The Bible never mentions the date of his birth, focussing more on the importance of his death. Although it does leave a few clues: we’re told that on the night the shepherds were “keeping watch over their flock by night” (Luke 2:8). This suggests that the date falls during the period of lambing when the flocks were kept in the fields, usually between spring and autumn. But certainly not mid-winter.
Perhaps it is significant as to when Jesus’ birthday was ‘decided’. The leaders of the Church chose the date of December 25th in the early fourth century, and the first Feast of the Nativity was held in Rome in 336AD. The Church at this time was one with the Roman state and Emperor. Constantine legalised Christianity in 313, making it the religion of the state in 324 after defeating Licinius. The Church became a political outfit backed by the Imperial patron. Before this time the date of Jesus Christ’s birth had never been of importance to the average Christian, who worshiped in secret in Church-houses.

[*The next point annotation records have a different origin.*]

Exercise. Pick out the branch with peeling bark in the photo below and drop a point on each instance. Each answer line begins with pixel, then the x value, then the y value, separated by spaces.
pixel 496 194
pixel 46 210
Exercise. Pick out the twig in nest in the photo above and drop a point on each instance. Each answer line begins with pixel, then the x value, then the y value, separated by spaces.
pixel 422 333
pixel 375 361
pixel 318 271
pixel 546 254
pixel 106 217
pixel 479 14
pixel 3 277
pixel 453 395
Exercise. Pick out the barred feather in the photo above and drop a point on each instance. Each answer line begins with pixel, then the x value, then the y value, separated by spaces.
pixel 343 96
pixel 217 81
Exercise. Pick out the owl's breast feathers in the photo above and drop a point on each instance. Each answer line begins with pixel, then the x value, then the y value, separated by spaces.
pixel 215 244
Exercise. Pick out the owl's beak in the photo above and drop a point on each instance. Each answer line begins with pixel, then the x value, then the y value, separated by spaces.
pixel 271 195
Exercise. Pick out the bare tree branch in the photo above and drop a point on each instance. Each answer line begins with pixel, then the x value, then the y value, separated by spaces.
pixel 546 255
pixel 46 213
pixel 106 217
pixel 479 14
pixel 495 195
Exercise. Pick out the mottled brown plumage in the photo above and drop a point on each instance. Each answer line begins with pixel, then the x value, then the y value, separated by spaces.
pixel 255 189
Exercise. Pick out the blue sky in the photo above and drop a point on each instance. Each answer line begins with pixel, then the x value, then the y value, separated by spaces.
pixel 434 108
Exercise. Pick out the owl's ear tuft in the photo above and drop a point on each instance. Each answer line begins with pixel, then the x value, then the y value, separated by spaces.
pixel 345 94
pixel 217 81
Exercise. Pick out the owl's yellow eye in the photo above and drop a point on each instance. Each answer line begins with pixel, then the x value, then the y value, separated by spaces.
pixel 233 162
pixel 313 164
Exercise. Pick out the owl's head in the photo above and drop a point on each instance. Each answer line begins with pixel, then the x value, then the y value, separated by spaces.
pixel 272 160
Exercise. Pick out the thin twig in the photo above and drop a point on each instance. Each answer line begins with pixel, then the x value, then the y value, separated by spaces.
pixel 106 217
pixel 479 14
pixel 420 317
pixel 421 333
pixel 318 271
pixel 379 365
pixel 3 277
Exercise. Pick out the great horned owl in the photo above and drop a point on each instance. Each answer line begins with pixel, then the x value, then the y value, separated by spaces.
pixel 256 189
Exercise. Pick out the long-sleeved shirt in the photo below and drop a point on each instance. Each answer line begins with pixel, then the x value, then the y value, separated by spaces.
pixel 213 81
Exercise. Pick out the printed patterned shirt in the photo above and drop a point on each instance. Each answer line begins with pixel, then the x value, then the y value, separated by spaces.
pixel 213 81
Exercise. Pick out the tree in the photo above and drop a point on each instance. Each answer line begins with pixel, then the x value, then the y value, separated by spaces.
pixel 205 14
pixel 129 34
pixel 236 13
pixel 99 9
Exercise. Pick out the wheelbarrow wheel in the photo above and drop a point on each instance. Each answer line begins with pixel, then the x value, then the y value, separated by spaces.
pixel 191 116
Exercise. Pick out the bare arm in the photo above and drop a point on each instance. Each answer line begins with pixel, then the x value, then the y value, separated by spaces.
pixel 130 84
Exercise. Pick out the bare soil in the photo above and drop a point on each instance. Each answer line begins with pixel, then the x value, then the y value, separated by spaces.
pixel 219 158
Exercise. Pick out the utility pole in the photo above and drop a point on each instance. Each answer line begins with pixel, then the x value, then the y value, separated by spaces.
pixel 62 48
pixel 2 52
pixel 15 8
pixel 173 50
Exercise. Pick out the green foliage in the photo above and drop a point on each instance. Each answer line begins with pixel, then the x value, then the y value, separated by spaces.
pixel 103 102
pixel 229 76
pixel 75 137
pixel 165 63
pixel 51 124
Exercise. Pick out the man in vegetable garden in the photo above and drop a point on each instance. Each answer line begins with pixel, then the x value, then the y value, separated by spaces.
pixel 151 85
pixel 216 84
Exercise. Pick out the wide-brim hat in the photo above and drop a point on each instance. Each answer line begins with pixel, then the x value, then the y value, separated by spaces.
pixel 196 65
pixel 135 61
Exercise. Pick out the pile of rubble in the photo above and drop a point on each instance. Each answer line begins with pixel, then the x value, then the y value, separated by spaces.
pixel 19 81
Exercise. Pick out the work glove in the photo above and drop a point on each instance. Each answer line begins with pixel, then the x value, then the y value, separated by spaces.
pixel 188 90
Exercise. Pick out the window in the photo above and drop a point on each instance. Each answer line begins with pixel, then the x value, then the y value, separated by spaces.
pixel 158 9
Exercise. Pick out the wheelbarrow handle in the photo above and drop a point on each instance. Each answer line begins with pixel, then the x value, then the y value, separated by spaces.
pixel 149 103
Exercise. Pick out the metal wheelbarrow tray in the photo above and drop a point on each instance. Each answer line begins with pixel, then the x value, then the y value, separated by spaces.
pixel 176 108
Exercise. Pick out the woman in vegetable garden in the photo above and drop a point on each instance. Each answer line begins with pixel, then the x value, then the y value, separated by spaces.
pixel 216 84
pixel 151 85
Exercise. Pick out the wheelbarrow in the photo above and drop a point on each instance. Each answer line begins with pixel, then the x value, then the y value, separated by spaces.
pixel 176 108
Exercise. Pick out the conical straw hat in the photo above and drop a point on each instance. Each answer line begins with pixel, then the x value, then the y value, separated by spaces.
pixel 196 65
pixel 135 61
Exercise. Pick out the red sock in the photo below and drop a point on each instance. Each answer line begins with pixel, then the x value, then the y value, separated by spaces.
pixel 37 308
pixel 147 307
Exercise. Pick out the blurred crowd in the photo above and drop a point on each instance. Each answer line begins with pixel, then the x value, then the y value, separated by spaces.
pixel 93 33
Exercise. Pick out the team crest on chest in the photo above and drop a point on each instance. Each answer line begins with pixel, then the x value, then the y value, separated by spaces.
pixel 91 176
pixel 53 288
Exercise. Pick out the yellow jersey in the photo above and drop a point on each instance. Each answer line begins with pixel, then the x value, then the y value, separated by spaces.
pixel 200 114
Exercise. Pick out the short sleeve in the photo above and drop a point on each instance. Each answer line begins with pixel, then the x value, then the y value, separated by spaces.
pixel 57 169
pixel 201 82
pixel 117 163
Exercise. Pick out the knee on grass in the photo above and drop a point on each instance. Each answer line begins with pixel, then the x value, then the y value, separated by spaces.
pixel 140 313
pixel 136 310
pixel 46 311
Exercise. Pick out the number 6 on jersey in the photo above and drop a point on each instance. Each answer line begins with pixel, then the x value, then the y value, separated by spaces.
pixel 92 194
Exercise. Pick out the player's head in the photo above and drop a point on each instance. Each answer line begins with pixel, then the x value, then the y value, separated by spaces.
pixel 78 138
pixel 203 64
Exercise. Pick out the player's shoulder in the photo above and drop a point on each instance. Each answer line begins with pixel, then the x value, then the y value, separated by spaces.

Almost half a century before the legalisation of Christianity, Roman Emperor Aurelian inaugurated Dies Natalis Solis Invicti, “the birthday of the unconquered sun” in reverence of the sun god Sol. Naturally, the date of the celebration fell around the time of the winter solstice when the days were about to get longer again. Sol (and other solar deities, including the Persian god Mithras) celebrated birthdays on the 25th December.
This is hardly a coincidence; the Church leaders under Constantine thought long and hard about connecting Jesus’ birth with a well-established Pagan festival.
The reason appears quite simple. Christianity, already fast becoming the majority religion of the Roman Empire, could convert Pagans if their winter solstice festival became a celebration of Jesus’ birth instead. Christ was already being described as the light of the world by then anyway – it seemed a natural step. Of course, Christianity didn’t only adapt Dies Natalis Solis Invicti – Yule was a Pagan festival from Scandinavia in late December in honour of Thor, and this too was incorporated. Yule logs are still seen at Christmas time today.
It may seem ironic that Christmas is an amalgamation of Pagan festivals, though the evidence is strong. The Catholic Encyclopaedia of 1908 noted that the Sol Invictus festival has a “strong claim on the responsibility” for the date of Christ’s birth. Indeed, Jehovah’s Witness’s don’t celebrate Christmas at all for that reason.
But whatever its roots, Christmas is still a time for giving, for family, for love and peace. If anything, it only makes it more interesting to think that over 1700 years ago there were similar celebrations concerning the birth of Pagan sun gods.